Partners Jay Johnson, Jeff Dickinson, and “dbo” Baker are making award-winning craft spirits at their startup distillery in south Denver.

Dickinson visited Peach Street Distillers in Palisade in 2012, sparking the idea for a distillery in Denver. After he took part in a workshop at Koval Distillery in Chicago, a business plan was born.

Dickinson, who managed a warehouse in his previous career, enlisted Johnson, a friend since middle school, and co-worker Baker. “Everyone was tired of being grown-up and wanted to try something different and exciting,” says Johnson, who formerly worked in pest control.

They bought a building in an industrial area that looked like something out of a Western movie in 2013 and started converting it into a distillery. The task proved a bit tougher than expected.

“We essentially gutted the building,” says Dickinson. “We did all-new plumbing and all-new electrical.” But construction and infrastructure was just one side of opening a distillery. “The biggest hurdle was the financial burden. There were all kinds of regulatory issues.”

He says that it’s especially difficult because new distilleries need to finish construction before they can qualify for a federal permit. “We were just waiting and waiting and waiting.”

Once the operation was up and running in fall 2014, the crew was working “long days of 24 hours,” says Dickinson as the distillery launched with a wheat vodka, a rye vodka, and a silver rum.

“Unless you have very, very deep pockets, you need some income coming in,” says Dickinson. “The easiest way to do that is clear spirits.” People are taking notice. Bear Creek won three medals at the 2015 Denver International Spirits Competition for its vodkas and rum.

And the slow start had a silver lining: It allowed the founders to really polish the business plan, Johnson notes. “Our first bar was going to be a portable convention bar,” he says. That evolved into a slick tasting room that’s popular for events and accounts for about three-quarters of Bear Creek’s sales. “dbo’s taken it upon himself to make it something special.”

The distillery offers an ever-changing menu of craft cocktails, hosts multiple monthly music events, and has played host to more than 30 special and corporate events since opening the doors. They’re in turn using the tasting room’s cocktails as a sales tool by teaching the recipes to bar staff at accounts. “It’s a win-win,” says Baker.

In summer 2015, Bear Creek released a single batch of cask strength rum that split time between Wild Turkey and Breckenridge Distillery barrels. The founders are targeting fall 2015 for the first whiskey release, a rye, with bourbon aging for release in 2016 and beyond.

The brand represents “where we’re from and where we are now, considering the confluence of the Platte River and Bear Creek is right down the road,” says Johnson, who attended Denver’s Bear Creek High School with Dickinson.

Challenges: “Educating the consumer on what we’re doing and other distilleries who are buying spirits and slapping their label on the bottles,” says Dickinson. “There’s a lot of people who do that.”

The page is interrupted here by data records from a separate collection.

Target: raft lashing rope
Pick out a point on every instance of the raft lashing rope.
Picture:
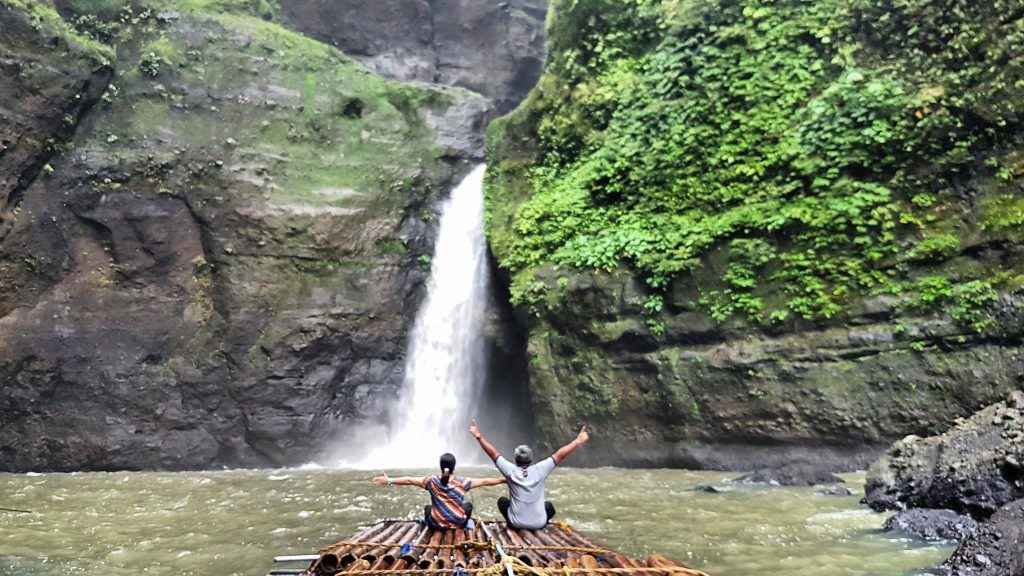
(409, 548)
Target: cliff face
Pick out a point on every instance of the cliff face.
(738, 235)
(493, 47)
(213, 234)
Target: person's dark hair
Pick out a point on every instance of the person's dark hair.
(523, 455)
(448, 466)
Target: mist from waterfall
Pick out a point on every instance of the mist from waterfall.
(445, 364)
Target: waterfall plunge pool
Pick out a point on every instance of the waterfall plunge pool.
(235, 522)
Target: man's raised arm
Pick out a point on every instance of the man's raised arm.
(564, 451)
(491, 450)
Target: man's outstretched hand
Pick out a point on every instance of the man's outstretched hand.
(583, 436)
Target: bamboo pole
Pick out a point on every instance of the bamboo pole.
(425, 558)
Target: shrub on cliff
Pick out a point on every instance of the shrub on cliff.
(670, 136)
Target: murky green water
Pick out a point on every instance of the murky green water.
(232, 523)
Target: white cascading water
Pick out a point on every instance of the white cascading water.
(445, 361)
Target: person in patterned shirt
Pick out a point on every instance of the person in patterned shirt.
(448, 507)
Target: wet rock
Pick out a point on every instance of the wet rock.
(707, 488)
(836, 491)
(994, 548)
(932, 525)
(175, 309)
(973, 468)
(494, 48)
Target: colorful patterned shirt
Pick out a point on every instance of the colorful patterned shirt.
(446, 510)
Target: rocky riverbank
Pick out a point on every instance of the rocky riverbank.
(966, 484)
(719, 263)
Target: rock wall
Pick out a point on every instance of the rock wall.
(213, 234)
(719, 264)
(493, 47)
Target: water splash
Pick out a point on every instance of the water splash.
(445, 362)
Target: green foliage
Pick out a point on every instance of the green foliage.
(935, 249)
(794, 134)
(969, 303)
(150, 64)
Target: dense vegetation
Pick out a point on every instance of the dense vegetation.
(783, 158)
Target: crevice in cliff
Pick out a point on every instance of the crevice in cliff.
(85, 98)
(436, 78)
(220, 301)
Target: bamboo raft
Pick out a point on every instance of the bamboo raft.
(395, 547)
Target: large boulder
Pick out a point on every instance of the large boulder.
(974, 468)
(996, 548)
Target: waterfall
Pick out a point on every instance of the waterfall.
(445, 362)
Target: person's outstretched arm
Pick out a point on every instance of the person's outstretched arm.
(399, 481)
(487, 448)
(485, 482)
(564, 451)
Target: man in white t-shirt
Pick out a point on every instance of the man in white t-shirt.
(526, 507)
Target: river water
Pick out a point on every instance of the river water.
(235, 522)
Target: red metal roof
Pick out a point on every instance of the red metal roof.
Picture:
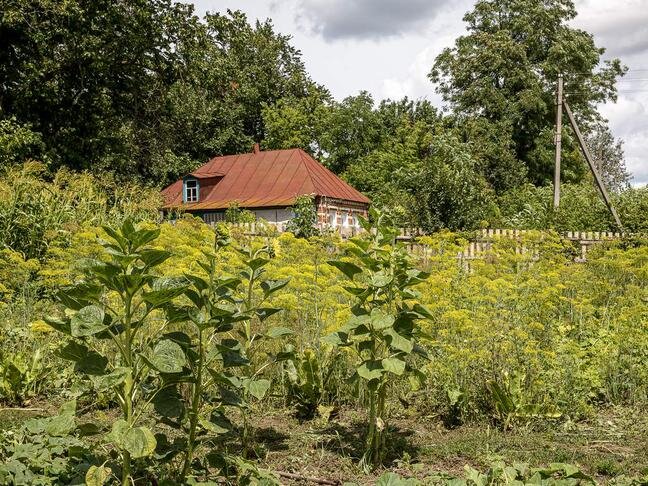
(264, 178)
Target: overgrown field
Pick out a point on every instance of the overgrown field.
(192, 355)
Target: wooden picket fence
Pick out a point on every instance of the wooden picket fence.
(480, 243)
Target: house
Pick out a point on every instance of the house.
(267, 183)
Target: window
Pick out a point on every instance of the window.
(191, 190)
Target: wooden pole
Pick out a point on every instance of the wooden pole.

Bear Creek’s spirits are made by the distillery “grain to glass,” adds Johnson.”It’s important to actually read the label.”

Another issue: “With our distilling friends, we joke that it’s one thing after another,” Dickinson says. “Something breaks, you fix that, and then something else breaks.” But there are no longer regular overnights as the speed of distilling has doubled since launch. “Now it’s eight-hour days,” says Dickinson, who credits a visit to Blaum Bros. Distilling Co. in Galena, Illinois. “That really helped me.”

Opportunities: To help satisfy the craving for all things local. “It’s burgeoning and growing,” says Baker of the craft spirits market. He also says the distillery’s location a block off South Broadway in an industrial area offers “a unique experience.”

Noting the marketing budget is “zero,” he adds “We’re letting this grow organically. We’re not paying a guy $15 an hour to flip a sign on Broadway. We’re letting people find it one their own through word of mouth.”

Needs: “Storage and barrels,” says Dickinson. On the latter, he notes, “If you’re not in with someone already, you’re not getting in.” He says it comes down to a dearth of lumberjacks and cured wood, but there’s an end to the barrel bottleneck in sight — analysts say the market should catch up with itself by 2016, give or take.